Le silence était à présent parfait.

« J'aurais dû me rendre compte plus tôt de son identité. Il est heureux que je ne le fisse pas. Celui qui règne sur tout le monde d'après Invar, celui qui a commencé par me persuader qu'Orb était innocent afin que je ne commençasse pas du mauvais côté, celui qui a été appelé « principal artisan de la victoire » par Azan lui-même, celui qui seul aurait pu produire l'excellente copie que Pheg a placée (et qu'il a, par vanité appelé sienne) en lieu d'Ondën, celui qui me connaissait suffisamment bien pour me savoir fils d'Orb et m'a tenu lieu de père, celui qui m'a mis en premier lieu en route, le seul que je n'interrogeai pas, celui que je vis enfin à Fengan, est naturellement Hexar. »

Hexar se leva.

« Maintenant, Princesse Invar, que vous savez tout, vous pouvez épouser celui que vous aimez, si vous l'aimez encore. »

La princesse embrassa Qeimn.

« Vive Invar ! Qeimn triomphe ! Merci, Hexar. »

Celui qui venait de prononcer ces paroles était Azan, qui avait ouvert la porte du Paradis.

« Que ceux qui veulent venir viennent. »

Seul Zelon rentra dans le monde merveilleux qui s'étendaient de l'autre côté.

« Vous autres avez raison : vous vous êtes créé votre propre paradis. Il faut maintenant reconstituer l'empire d'Érendor. Qui désire être Empereur du monde ? »

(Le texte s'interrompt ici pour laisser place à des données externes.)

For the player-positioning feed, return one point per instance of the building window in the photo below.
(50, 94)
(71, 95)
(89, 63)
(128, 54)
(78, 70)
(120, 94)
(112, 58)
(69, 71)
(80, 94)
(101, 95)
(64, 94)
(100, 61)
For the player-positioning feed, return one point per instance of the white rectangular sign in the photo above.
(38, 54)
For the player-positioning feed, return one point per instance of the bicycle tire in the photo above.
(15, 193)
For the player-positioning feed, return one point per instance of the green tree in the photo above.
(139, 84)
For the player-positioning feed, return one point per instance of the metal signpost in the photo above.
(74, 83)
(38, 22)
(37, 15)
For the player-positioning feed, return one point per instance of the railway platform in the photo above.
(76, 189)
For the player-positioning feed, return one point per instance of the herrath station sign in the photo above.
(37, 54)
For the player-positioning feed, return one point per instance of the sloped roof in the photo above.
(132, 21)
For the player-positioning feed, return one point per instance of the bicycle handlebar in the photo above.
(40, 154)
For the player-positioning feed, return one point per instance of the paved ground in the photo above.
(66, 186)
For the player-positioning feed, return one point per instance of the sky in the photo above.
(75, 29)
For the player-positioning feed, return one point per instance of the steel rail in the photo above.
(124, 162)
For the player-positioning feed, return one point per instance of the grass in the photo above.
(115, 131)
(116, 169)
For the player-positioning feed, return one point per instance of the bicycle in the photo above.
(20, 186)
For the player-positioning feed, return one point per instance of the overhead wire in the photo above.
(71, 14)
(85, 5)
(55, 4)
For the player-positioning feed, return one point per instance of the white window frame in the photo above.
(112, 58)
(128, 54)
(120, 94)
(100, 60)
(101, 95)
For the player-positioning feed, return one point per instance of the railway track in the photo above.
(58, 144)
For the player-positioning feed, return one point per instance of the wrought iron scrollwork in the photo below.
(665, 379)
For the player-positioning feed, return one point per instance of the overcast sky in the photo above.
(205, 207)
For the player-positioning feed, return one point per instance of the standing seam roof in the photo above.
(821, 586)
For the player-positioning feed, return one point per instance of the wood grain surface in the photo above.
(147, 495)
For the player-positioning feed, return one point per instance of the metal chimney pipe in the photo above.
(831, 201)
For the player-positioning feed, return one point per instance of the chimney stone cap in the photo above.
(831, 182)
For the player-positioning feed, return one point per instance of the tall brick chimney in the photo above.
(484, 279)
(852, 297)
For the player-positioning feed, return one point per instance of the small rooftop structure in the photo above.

Nyobe fut le seul à accepter.

« Alors, Nyobe, sois le Maître, l'Empereur d'Érendor, et le Roi du Continent. Laisse à Lyhu l'île d'Échez qui lui est si chère. Qeimn et Invar, mariez-vous, et soyez heureux. Welpid, tu as toujours désiré connaître la magie : tu l'apprendras. Hapu, console-toi : tu seras ministre des finances et tu nageras dans l'or que tu aime au point de voler pour lui l'âme de Val. Pheg, je ne t'en veux pas ; mais tâche à l'avenir d'être plus vrai dans mon culte. Je ne suis pas ce dieu sinistre et vindicatif tel que tu me représentes. À présent, retournez-vous. »

Sous leurs pieds, Val resplendissait au soleil, et aux feux d'Ondën retrouvée.